Ma era particolare in tutto, afferma la biografa, «e la mamma ancora oggi lo definisce, pirandellianamente: Uno, nessuno e centomila». E così la schiera delle amanti — a cominciare da quella Luciana Gora che Totò ricordava spesso: una soubrette dalla voce melodiosa, che per amor suo aveva abbandonato il palcoscenico — induce il lettore a immaginarsi una sorta di coro antico, pagano, che si accosti all’albero magico e dagli arcani frutti, con una religiosità carnale che fomenta il miracolo della fusione del sole con quei rami privilegiati. Nel volume, a cui Matilde Amorosi dà il contributo di una rasserenante traduzione di memorie spesso inquiete, ci si imbatte in immagini e didascalie un po’ sconcertanti. Una, in particolare: Totò è fotografato a Viareggio, e lo si definisce «raffinatissimo anche sulla spiaggia, quasi un personaggio di Fitzgerald».

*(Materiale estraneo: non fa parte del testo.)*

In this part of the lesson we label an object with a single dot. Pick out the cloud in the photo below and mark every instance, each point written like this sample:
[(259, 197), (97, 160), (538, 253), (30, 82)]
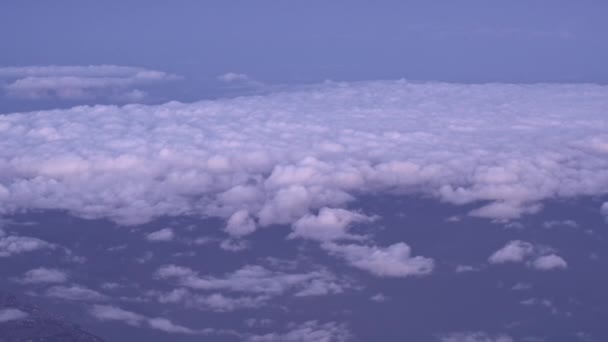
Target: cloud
[(475, 337), (240, 224), (233, 77), (165, 234), (11, 314), (281, 157), (513, 251), (75, 293), (12, 245), (112, 82), (216, 302), (43, 275), (537, 257), (330, 224), (311, 331), (379, 298), (392, 261), (256, 280), (604, 210), (549, 262), (113, 313)]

Una piccola sezione finale di versi inediti insinua, con semplicità, qualcosa definibile forse soltanto con un gioco di parole: uno stato d’anima creato da incessanti stati d’animo, mutevoli come la luce di certi vicoli, ora assolati ora cupi. L’ultima poesia di Totò si intitola «Cuore»: «Ho preso questo cuore mesto e afflitto, — e triste l'ho gettato in mezzo al mare: — ma prima sopra col mio sangue ho scritto... — per non amare più, per non amare...»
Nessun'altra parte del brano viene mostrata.